On the one hand: Whether you love PPACA or hate it, Kaiser runs a great health policy website. When I was at the National Association of Health Underwriters' annual convention in Las Vegas in June, it seemed as if many speakers who are not big fans of PPACA used Kaiser survey data. And the Kaiser analysts' are probably using reasonable estimates when they suggest that the number of people who would pay a PPACA no-insurance penalty would be much smaller than the number who are afraid that they might have to pay the no-insurance penalty.
On the other hand: It seems as if really strange things happen in this universe. The idea that 20% of U.S. residents could be at some risk of having to pay the penalty in 2014 or some other year in the next few years is not necessarily all that much stranger than the idea of Chief Justice John Roberts being the justice whose vote was responsible for the PPACA mandate being upheld.
Even if the percentage of people who are afraid of the penalty is 20% and the percentage who actually have to pay the penalty is, say, 5%, it could be that the percentage of people who have a realistic fear that they could end up having to pay the penalty is closer to 20% than to 5%. In some ways, maybe having the threat of having to make a new kind of payment to the government hanging over your head is almost as bad as having to make the payment.
And what if, instead of asking about "confusion" that makes PPACA look bad, the survey workers had asked about confusion that makes PPACA look good?
Maybe, for example, a well-run, high-minded think tank that, in its heart of hearts, opposes PPACA could ask a similar pair of survey questions. The first question could be, "How do you think PPACA will affect your access to your personal physician?" The second question could be, "What if you heard [Argument X]? Would you still have the same view about your access to your personal physician?"
With Argument X being the following: "The government will make your personal physician care for 12% more patients, overall, due to insurance program expansion, but cut your physician's overall government plan compensation by an amount to be determined to comply with Medicaid and Medicare budget-cutting requirements, unless your physician decides to take his or her money and run to the Bahamas to retire while he or she still has some money left."
Maybe the consumers who heard that effort to "clear up confusion about PPACA" would end up liking PPACA less, not more.
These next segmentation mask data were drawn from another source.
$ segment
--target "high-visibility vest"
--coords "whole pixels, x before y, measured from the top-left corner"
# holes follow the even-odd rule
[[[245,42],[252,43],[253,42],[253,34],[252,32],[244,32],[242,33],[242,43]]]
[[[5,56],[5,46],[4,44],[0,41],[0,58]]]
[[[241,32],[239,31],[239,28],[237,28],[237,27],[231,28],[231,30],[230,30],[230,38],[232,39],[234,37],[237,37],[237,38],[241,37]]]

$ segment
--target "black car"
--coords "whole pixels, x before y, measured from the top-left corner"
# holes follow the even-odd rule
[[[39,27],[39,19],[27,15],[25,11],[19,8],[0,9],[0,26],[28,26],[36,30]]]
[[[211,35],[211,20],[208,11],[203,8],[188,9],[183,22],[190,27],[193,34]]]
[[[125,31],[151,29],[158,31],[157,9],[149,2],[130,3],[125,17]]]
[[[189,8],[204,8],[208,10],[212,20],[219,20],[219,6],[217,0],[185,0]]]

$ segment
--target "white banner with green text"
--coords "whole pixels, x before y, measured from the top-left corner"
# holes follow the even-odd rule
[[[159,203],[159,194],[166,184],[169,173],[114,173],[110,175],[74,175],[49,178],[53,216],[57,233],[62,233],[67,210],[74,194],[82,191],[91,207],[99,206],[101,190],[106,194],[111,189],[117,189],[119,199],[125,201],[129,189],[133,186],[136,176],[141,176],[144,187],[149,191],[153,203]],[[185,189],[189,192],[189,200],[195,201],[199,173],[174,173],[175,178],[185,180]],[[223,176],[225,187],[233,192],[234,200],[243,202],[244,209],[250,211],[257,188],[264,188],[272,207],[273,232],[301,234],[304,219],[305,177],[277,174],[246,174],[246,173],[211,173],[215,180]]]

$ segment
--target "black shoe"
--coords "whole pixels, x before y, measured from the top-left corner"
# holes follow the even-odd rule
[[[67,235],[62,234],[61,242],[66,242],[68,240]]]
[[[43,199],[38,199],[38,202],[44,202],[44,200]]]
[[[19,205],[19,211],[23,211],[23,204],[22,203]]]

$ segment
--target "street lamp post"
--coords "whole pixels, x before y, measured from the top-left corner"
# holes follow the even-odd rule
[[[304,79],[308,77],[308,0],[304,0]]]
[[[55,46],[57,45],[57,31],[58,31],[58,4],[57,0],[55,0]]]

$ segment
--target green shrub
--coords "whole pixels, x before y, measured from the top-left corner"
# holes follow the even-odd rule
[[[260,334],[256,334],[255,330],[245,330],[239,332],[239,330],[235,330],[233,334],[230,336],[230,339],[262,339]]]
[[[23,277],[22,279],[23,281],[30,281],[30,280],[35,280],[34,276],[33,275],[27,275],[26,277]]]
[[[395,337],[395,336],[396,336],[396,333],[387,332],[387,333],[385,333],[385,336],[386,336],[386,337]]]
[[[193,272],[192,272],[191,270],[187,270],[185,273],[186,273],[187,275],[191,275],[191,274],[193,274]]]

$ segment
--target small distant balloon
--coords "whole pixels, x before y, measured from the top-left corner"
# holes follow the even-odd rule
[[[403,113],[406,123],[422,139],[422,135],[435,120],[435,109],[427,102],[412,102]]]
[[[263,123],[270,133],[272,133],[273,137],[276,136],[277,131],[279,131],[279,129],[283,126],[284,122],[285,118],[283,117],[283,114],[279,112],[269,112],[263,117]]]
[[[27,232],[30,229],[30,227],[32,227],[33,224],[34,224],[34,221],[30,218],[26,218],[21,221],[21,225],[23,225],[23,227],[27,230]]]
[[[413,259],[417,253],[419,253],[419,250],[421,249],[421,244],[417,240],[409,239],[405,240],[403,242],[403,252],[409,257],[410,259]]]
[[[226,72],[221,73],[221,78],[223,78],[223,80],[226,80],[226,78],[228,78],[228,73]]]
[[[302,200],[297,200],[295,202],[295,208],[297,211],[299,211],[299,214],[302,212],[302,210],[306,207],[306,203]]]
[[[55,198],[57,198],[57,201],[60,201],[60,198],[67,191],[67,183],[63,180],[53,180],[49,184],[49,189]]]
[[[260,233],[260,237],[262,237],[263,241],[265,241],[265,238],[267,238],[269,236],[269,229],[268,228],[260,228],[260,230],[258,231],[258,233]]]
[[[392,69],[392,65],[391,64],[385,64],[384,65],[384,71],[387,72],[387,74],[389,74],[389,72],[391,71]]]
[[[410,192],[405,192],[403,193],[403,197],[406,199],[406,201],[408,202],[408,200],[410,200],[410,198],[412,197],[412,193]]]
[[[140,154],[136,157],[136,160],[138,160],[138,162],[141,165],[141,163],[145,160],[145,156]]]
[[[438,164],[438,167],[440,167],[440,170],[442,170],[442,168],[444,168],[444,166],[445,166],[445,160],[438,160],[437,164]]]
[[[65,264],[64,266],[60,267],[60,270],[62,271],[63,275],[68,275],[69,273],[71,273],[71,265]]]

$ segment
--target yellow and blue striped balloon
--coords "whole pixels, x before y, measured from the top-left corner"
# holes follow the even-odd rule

On the third hand: We could all go around in circles hyping and trashing PPACA all day, every day, until 2014, or whenever the PPACA insurance provisions die, come to life, or come to life in whatever heavily altered form that policymakers give to them over the next few years.
Chances are that many of the people who have the strongest feelings about the matter today will see what they want to see then, and we'll have years of survey reports based on the theme, "I told you so," from people on both sides of the divide.
It will be up to health insurance agents, brokers, company executives and plan administrators to try to help employers and consumers pick out a real path to meeting real health care needs through the fog of rhetoric.